Una recinzione attorno alla Villa Comunale porterebbe il nostro polmone verde a divenire un ghetto, separandolo dalla città e non risolvendo i problemi della sicurezza ma anzi forse accentuandoli, visto che il vandalismo, specie nei parchi di grandi dimensioni, aumenta quando l'area è recintata ed in particolar modo nelle ore notturne dato che i malintenzionati possono scavalcare la recinzione e sfruttare posti poco illuminati, svolgendo attività illecite. Abbiamo previsto una protezione alta 60 cm. che costituisce anche, in alcuni tratti, una seduta che consentirà ai cittadini di sostare nei pressi della villa e che nel contempo impedisce l'accesso ai motorini e alla biciclette evitando così danni alle piantumazioni e altro. Per quanto concerne la sicurezza saranno impiantate 20 telecamere all'interno della villa e non mancherà il controllo sia di forze di polizia territoriali di competenza sia di agenti di Polizia Municipale. Inoltre sarà garantita la presenza, così come era un tempo dei guardiavilla. Vogliamo rendere la villa – ha proseguito il Sindaco, avv. Giorgino - un luogo fruibile, illuminato a giorno, vivibile in ogni momento della giornata. Non mancheranno due aperture d'ingresso, una su viale Gramsci e l'altra su via Achille Grandi, che permetteranno l'attraversamento solo pedonale e quindi il passaggio da un lato all'altro della villa. L'attenzione dell'Amministrazione è anche concentrata ed incentrata su alcune opere che non riguardavano il progetto di riqualificazione, come l'area occupata dal vecchio 'Chalet', rimasto abbandonato, e l'area dell'anfiteatro, dove vanno effettuati – ha concluso il Sindaco - alcuni interventi per ripristinare alcuni posti a sedere danneggiati da atti di vandalismo”.
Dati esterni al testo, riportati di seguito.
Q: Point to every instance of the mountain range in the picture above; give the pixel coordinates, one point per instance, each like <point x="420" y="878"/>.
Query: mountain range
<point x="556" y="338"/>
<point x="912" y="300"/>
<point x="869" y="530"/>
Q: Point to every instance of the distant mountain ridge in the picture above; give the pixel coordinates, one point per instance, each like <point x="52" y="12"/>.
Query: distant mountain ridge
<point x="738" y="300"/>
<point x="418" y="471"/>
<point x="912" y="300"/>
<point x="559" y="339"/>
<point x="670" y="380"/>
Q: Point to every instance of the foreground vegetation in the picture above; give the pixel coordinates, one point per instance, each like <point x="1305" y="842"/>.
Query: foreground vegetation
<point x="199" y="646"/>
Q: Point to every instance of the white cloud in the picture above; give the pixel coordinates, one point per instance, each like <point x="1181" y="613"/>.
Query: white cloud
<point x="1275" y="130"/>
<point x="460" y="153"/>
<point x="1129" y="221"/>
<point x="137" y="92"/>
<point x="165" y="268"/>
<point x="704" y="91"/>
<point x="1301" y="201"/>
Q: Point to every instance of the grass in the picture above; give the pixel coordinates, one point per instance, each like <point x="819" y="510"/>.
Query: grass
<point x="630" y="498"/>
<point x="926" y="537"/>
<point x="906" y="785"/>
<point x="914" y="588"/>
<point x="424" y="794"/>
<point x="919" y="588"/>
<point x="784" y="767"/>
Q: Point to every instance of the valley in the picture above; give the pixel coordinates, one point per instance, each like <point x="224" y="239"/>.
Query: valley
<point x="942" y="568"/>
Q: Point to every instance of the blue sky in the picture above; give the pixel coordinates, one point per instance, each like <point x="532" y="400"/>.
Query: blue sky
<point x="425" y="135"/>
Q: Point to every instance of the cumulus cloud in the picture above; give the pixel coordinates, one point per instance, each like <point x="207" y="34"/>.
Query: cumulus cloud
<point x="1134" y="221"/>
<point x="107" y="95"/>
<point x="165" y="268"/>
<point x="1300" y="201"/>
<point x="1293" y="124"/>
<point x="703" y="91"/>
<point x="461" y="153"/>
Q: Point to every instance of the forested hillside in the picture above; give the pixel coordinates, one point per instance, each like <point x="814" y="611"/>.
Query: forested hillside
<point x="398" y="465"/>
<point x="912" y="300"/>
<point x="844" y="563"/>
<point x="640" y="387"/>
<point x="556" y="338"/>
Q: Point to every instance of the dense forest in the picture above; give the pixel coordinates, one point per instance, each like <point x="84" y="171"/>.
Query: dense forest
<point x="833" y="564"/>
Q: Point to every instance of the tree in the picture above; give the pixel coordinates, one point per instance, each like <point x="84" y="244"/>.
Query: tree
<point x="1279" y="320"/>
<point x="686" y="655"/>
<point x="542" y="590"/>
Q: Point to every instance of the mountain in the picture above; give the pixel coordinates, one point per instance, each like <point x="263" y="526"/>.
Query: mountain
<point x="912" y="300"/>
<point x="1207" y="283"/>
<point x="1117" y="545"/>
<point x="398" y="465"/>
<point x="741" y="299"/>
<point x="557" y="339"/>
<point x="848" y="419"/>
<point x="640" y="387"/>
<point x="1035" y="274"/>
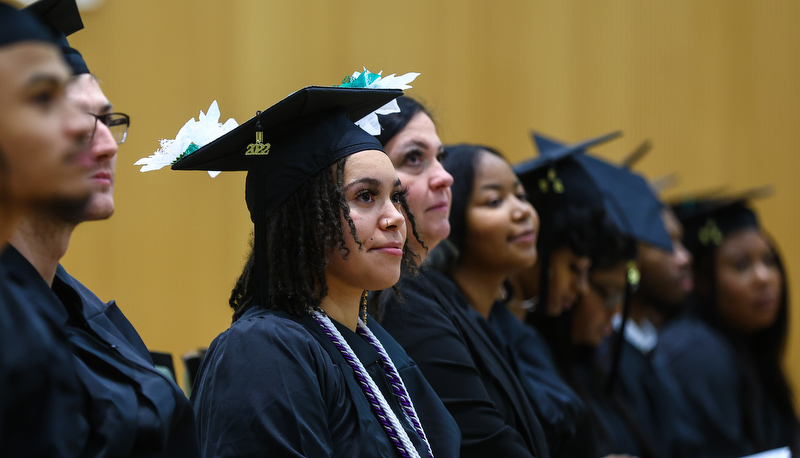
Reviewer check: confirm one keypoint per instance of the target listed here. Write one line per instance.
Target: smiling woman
(302, 371)
(442, 322)
(726, 354)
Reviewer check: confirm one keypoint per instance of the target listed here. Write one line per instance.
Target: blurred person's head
(666, 277)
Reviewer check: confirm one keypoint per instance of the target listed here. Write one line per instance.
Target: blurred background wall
(713, 85)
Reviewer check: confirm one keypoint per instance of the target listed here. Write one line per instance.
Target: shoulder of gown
(433, 324)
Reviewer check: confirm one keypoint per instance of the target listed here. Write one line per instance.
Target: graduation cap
(64, 19)
(285, 145)
(707, 221)
(565, 175)
(18, 26)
E' poi intervenuto l'assessore ai Lavori Pubblici, avv. Pierpaolo Matera, che ha illustrato il crono programma dei lavori svolti e da effettuare come per la realizzazione di tutti gli scavi per gli impianti elettrici; per la posa in opera di tutte le tubazioni con il relativi pozzetti per l’impianto elettrico; per la realizzazione della delimitazione su Viale Gramsci; per la fondazione lungo tutta su Via W. Chiari e per gli scavi, pure di fondazione su Via Grandi. “Entro gennaio 2011 – ha concluso l'assessore Matera - sarà completata l'area di prefiltraggio riguardante lo Stadio Comunale.

Confermo, come già ha dichiarato il Sindaco – ha proseguito Matera – che la recinzione non limiterebbe, di per sé, gli atti di vandalismo perchè si tratta di spazi troppo estesi, come l'esperienza di altri parchi dimostra, mentre è proprio una Villa vissuta dalla gente a costituire già un deterrente. Ringrazio il settore Lavori Pubblici, ed in primis l'ing. Santola Quacquarelli, per l'impegno assicurato senza sosta, il settore Ambiente per la pianificazione degli interventi sul verde, e la Sovrintendenza ai Beni Architettonici che ha giudicato il progetto migliorativo e rispettoso del piano originale. Sul tema sicurezza, con questa nostra scelta, vogliamo lanciare una sfida di civiltà perchè ogni cittadino si senta in dovere di rispettare un bene che fa parte del nostro patrimonio”.